A woman emerges—not young, not old but beautiful. Her anklet shod feet leaves behind wet foot prints on sodden sand. She goes back home—a sordid chawl overlooking crowded Maximum city and goes ahead with her regular routine. She lights a lamp, showers, dries herself and dresses, slips on bangles, affixes a bindi to her forehead, lines her eyes with kohl, paints her nails and lips, reads the newspaper, cooks and cleans, buys vegetables, eats mangoes and chilli pakodas. And suddenly the scene changes—the homemaker is replaced by a sensual woman who explores her sexuality, pleasures her body, keeps her secrets before finally panning to an image of her sleeping, the book that is being released ( Sita’s Curse ) balanced on her knees while these words flash across the screen, “Desire has no language, only signs.”
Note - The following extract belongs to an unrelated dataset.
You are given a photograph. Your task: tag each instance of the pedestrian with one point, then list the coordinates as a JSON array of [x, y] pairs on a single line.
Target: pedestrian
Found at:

Sreemoyee Piu Kundu, the author of this novel which was launched in the city recently started by stating that the protagonist of the book (and the trailer), Meera was conceptualized from the memory of a woman she saw every day on her way to work many years ago.

“I was a journalist in Mumbai many years ago and would pass a particular chawl in Byculla where I would see this woman every day. She was an Apsara-like beauty dressed in a crushed cotton sari with the most melancholy eyes I had ever seen, the colour of rain. Sometimes I would see her looking at the sky, sometimes she would be hanging out clothes to dry or feeding chillis to her parrot. It was the first time I was so strongly attracted to a woman and I believe she noticed me too. We had this unspoken dialogue—Meera and I and I would constantly conjecture about her life.”

Then the 2005 floods happened—the city was swamped and mayhem reigned. “I was a victim of the floods too,” says Sreemoyee, who developed leptospirosis after wading home in filthy water. “It was sometime before I returned to work and when I did, I looked for her. But I never saw her again. This book is my tribute to a woman who is trapped in my memory. I am only a vessel to this story.”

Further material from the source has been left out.